Si hay algo que no le importe a los cínicos son las evidencias, naturalmente, pero seguir sosteniendo que la contaminación y la especulación no están en la raíz de las perturbaciones que sufre el medio ambiente es inaudito. No hay problema, no hagan caso a esos ecologistas que se atan a los árboles y paran los barcos petroleros en alta mar: no son más que propagandistas del apocalipsis, emisarios de la preocupación, centinelas del miedo... Disfruten de sus coches, de sus aires acondicionados y de sus aerosoles, habiten sus edificios, vayan de un lado a otro por carreteras anchas y súbanse a cómodos aviones. Bienvenidos a la prosperidad. Y, sin embargo, llega la alerta roja y todo parece tan frágil.
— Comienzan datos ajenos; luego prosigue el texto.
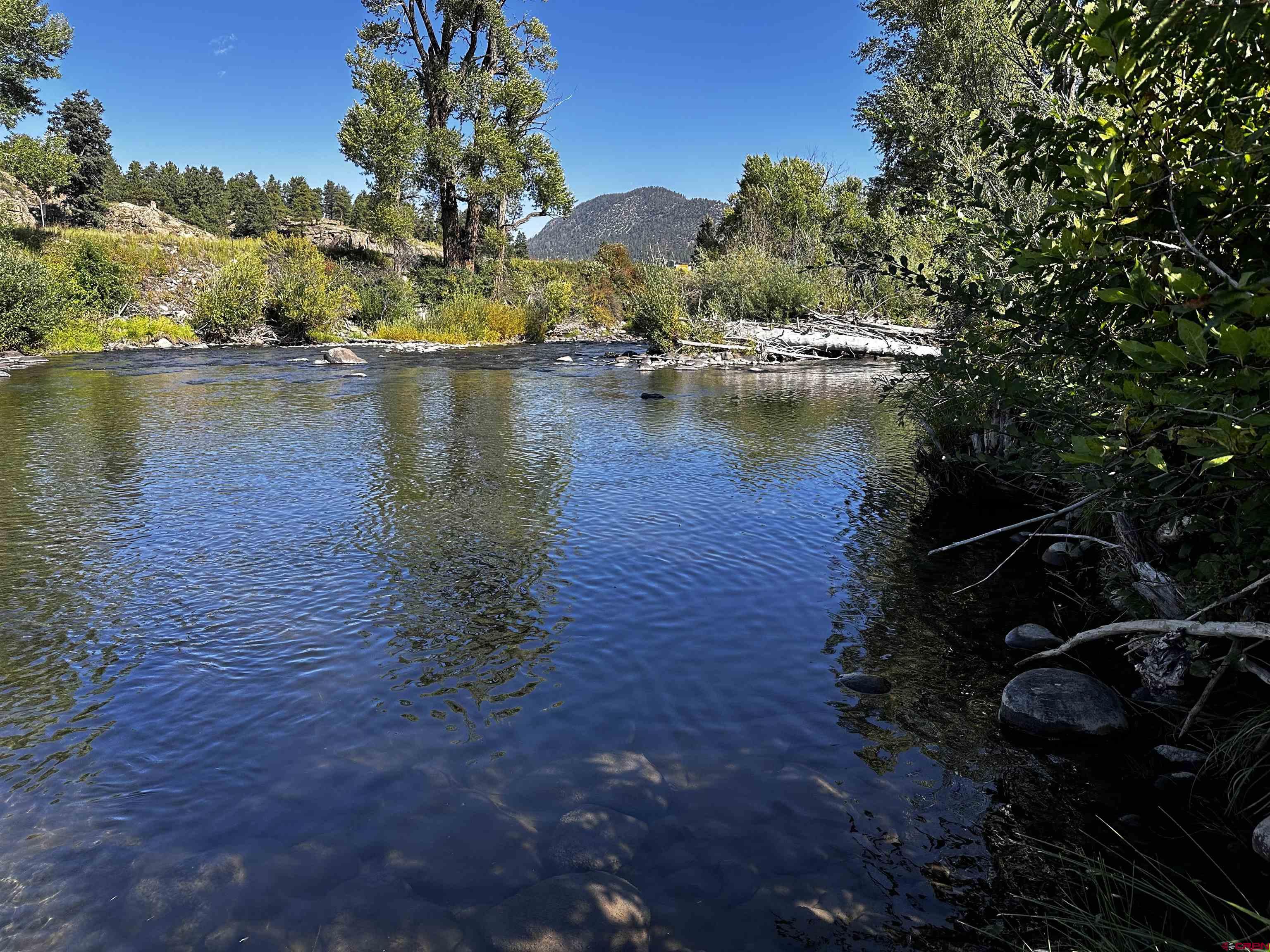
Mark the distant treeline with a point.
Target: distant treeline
(242, 206)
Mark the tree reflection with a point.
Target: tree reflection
(469, 494)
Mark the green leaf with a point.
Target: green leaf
(1236, 342)
(1193, 337)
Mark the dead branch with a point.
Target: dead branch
(1023, 525)
(1160, 626)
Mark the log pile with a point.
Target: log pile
(821, 337)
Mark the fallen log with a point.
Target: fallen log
(837, 345)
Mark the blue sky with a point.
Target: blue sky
(657, 92)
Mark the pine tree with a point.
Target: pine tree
(79, 121)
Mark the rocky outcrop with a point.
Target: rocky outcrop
(17, 202)
(575, 913)
(336, 236)
(1053, 702)
(135, 219)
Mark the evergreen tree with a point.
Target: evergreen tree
(337, 202)
(79, 121)
(31, 40)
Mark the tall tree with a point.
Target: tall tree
(483, 105)
(42, 165)
(31, 42)
(79, 121)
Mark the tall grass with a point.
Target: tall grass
(1127, 902)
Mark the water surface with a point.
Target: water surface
(291, 659)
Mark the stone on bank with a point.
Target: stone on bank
(1055, 702)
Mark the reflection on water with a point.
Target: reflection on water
(322, 662)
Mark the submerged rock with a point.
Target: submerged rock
(1182, 757)
(595, 840)
(342, 355)
(865, 683)
(1033, 638)
(573, 913)
(1055, 702)
(1262, 840)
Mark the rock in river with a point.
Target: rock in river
(1053, 702)
(342, 355)
(595, 840)
(575, 913)
(1262, 840)
(865, 683)
(1033, 638)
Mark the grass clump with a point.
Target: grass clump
(234, 301)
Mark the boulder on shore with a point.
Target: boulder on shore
(1262, 840)
(1055, 702)
(1033, 638)
(573, 913)
(342, 356)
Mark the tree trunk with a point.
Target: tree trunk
(451, 226)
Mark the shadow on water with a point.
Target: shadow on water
(298, 660)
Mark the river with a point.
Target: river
(300, 660)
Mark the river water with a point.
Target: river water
(299, 660)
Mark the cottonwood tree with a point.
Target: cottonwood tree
(31, 41)
(43, 165)
(482, 101)
(79, 121)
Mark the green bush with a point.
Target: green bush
(29, 304)
(89, 277)
(383, 299)
(751, 285)
(657, 307)
(305, 300)
(234, 301)
(548, 309)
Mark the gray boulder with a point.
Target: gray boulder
(1182, 758)
(595, 840)
(1033, 638)
(575, 913)
(1053, 702)
(1262, 840)
(342, 356)
(865, 683)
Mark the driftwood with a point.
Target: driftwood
(1160, 626)
(1023, 525)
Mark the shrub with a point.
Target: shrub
(29, 304)
(383, 299)
(146, 331)
(751, 285)
(305, 301)
(548, 309)
(234, 301)
(75, 337)
(89, 277)
(657, 306)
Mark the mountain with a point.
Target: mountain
(654, 224)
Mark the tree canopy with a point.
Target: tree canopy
(454, 102)
(32, 41)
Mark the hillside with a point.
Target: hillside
(654, 224)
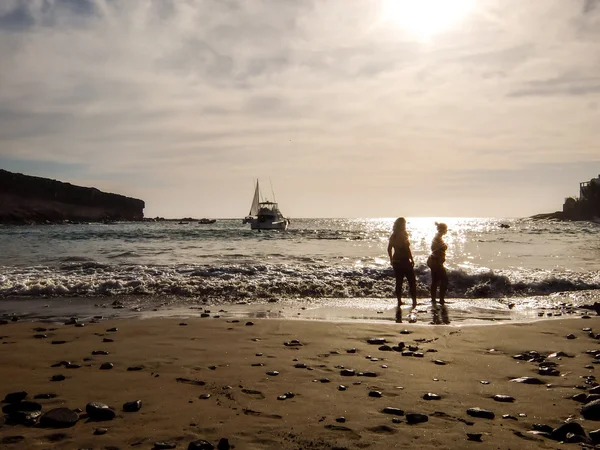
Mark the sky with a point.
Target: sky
(348, 108)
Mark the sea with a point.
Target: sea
(505, 269)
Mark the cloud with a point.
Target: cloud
(324, 97)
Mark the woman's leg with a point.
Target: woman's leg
(443, 284)
(399, 273)
(412, 285)
(435, 281)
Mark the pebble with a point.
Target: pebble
(200, 445)
(99, 411)
(481, 413)
(161, 445)
(503, 398)
(414, 418)
(133, 406)
(59, 418)
(474, 437)
(393, 411)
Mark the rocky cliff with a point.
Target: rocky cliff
(27, 199)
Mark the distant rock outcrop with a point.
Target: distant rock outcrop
(27, 199)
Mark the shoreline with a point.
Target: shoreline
(212, 379)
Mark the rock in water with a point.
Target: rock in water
(481, 413)
(132, 406)
(201, 445)
(591, 411)
(560, 433)
(414, 418)
(59, 418)
(99, 411)
(15, 397)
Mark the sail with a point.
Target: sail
(255, 200)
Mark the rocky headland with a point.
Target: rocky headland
(27, 199)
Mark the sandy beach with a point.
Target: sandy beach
(212, 378)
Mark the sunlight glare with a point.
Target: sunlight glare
(425, 18)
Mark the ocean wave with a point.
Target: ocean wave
(260, 281)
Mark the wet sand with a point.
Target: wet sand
(229, 360)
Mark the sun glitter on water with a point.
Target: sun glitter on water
(424, 19)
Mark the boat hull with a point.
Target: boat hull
(255, 224)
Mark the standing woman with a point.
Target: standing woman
(436, 263)
(402, 260)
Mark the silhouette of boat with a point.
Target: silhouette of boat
(265, 215)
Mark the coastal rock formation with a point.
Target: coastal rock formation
(26, 199)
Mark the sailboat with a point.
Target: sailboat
(265, 215)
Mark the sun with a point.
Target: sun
(425, 18)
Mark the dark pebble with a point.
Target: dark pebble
(414, 418)
(15, 397)
(99, 411)
(45, 396)
(474, 437)
(164, 445)
(200, 445)
(393, 411)
(503, 398)
(481, 413)
(560, 433)
(430, 396)
(134, 406)
(59, 418)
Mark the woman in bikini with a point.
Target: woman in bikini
(436, 260)
(402, 260)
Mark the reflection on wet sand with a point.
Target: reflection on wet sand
(439, 315)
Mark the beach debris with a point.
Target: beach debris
(133, 406)
(414, 418)
(200, 445)
(561, 432)
(393, 411)
(527, 380)
(44, 396)
(15, 397)
(591, 411)
(503, 398)
(474, 437)
(59, 418)
(480, 413)
(163, 445)
(99, 411)
(188, 381)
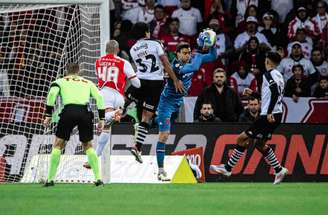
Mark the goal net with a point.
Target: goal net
(38, 40)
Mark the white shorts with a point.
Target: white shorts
(112, 98)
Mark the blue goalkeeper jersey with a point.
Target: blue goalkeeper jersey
(184, 72)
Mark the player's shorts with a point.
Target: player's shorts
(262, 129)
(112, 98)
(147, 95)
(166, 107)
(75, 115)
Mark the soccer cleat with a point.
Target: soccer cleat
(280, 175)
(136, 153)
(220, 169)
(86, 165)
(162, 176)
(49, 184)
(99, 183)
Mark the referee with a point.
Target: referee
(75, 92)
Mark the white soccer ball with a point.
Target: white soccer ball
(212, 37)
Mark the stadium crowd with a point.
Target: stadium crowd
(246, 30)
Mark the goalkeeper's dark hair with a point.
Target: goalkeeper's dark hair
(139, 30)
(274, 57)
(182, 45)
(72, 68)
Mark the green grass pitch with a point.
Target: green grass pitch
(166, 199)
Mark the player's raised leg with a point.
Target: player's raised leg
(225, 169)
(271, 159)
(160, 155)
(165, 109)
(141, 131)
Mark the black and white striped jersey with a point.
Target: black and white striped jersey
(146, 56)
(272, 92)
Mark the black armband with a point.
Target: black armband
(101, 114)
(49, 110)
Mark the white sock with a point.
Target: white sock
(102, 141)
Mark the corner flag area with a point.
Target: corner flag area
(164, 199)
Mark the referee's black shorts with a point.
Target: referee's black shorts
(147, 96)
(262, 128)
(75, 115)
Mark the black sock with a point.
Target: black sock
(236, 154)
(140, 134)
(271, 159)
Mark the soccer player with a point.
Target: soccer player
(112, 72)
(151, 62)
(261, 130)
(170, 101)
(75, 92)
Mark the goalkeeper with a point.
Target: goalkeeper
(75, 92)
(170, 101)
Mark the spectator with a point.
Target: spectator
(319, 63)
(242, 39)
(251, 10)
(216, 11)
(321, 19)
(302, 21)
(272, 33)
(189, 17)
(239, 8)
(130, 9)
(207, 114)
(226, 102)
(322, 89)
(252, 111)
(296, 57)
(223, 42)
(297, 86)
(157, 25)
(169, 5)
(146, 14)
(305, 41)
(282, 7)
(242, 79)
(172, 38)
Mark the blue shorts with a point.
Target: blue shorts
(166, 107)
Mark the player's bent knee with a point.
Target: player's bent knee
(242, 139)
(59, 143)
(163, 136)
(147, 116)
(87, 145)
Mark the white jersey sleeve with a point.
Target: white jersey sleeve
(128, 70)
(146, 55)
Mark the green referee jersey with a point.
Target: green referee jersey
(74, 89)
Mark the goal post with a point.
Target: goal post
(38, 39)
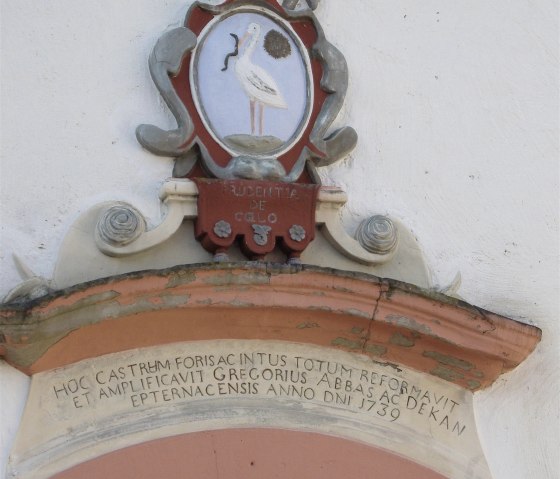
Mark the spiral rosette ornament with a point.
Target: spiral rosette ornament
(377, 235)
(120, 225)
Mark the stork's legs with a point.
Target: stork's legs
(261, 118)
(252, 108)
(257, 112)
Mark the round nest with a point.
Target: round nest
(277, 45)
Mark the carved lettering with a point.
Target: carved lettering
(371, 391)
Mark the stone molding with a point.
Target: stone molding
(389, 321)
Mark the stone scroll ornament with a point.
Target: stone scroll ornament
(254, 86)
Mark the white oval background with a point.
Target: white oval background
(219, 96)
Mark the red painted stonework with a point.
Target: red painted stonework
(388, 321)
(284, 213)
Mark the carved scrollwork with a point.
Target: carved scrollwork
(377, 235)
(166, 59)
(120, 225)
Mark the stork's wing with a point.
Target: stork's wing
(261, 84)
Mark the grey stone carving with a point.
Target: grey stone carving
(166, 60)
(377, 235)
(297, 233)
(32, 287)
(120, 225)
(222, 229)
(291, 4)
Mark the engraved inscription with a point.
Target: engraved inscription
(373, 390)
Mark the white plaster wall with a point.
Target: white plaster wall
(456, 105)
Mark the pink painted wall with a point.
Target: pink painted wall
(249, 454)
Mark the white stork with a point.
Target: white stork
(259, 86)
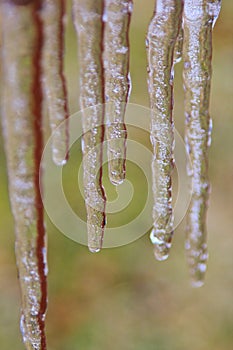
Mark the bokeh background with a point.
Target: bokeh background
(123, 298)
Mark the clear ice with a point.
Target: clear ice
(87, 17)
(199, 19)
(21, 118)
(54, 80)
(116, 17)
(163, 31)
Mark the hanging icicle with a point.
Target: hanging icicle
(54, 81)
(87, 16)
(162, 35)
(117, 16)
(22, 118)
(199, 19)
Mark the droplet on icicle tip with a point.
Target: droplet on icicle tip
(95, 238)
(161, 248)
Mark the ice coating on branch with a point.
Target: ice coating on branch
(117, 82)
(21, 117)
(161, 38)
(197, 53)
(54, 81)
(87, 17)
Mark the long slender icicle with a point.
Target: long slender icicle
(54, 81)
(162, 35)
(117, 16)
(21, 110)
(87, 16)
(199, 19)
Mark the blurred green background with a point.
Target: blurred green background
(123, 298)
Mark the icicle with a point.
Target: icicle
(162, 34)
(54, 81)
(21, 112)
(117, 82)
(178, 46)
(87, 16)
(198, 22)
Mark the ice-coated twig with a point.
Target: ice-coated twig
(54, 81)
(199, 18)
(117, 16)
(22, 119)
(87, 17)
(161, 38)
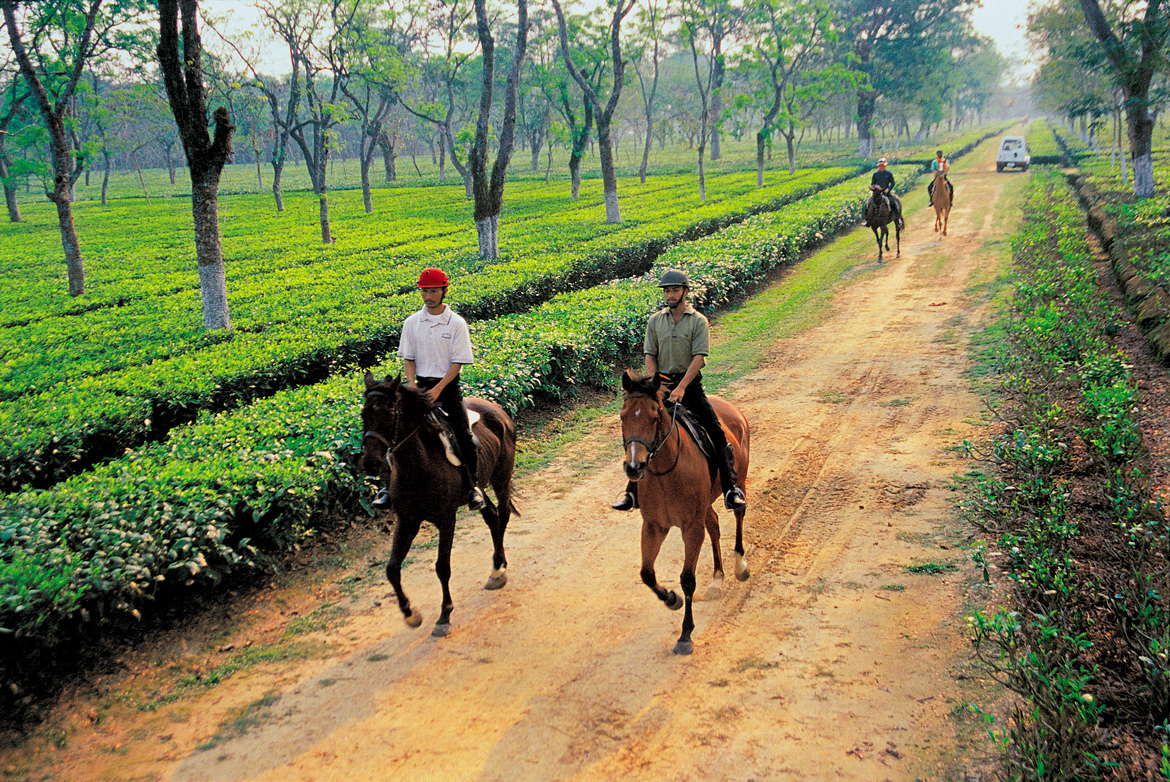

Llega el calor asesino como si fuera un ejército salvaje, de esos que tienen una estrategia de destrucción y tierra quemada, y no hay duda: los más acomodados se libran del mal en sus antártidas mecánicas, pero la gente más modesta está tan sola y tan desprotegida; y cuando no se tiene casi nada los árboles y las zonas verdes se echan tanto de menos y de qué demonios sirven tantas cosas que anuncian el porvenir y son tan incapaces de afrontar el presente; más bien al contrario: de pronto, son el enemigo. Un hombre o una mujer heridos por el mercurio de los termómetros se alejan por una plaza que arde de calor y piensan: si aquellas hermosas acacias que había en la calle siguiesen en su lugar, ahora me acercaría a ellas, a su verdor pacífico, y podría defenderme de los rayos envenenados de este sol rabioso. Pero no están, las cortaron para hacer otro carril, para cavar un aparcamiento, para poner otra pista o levantar otra torre. Y eso ahora de qué me sirve. De qué me sirven la soberbia de las puertas automáticas o el misterio de los ascensores lujosos. Nada, no sirven de nada. Alerta roja: la sombra de las torres también es parte del infierno.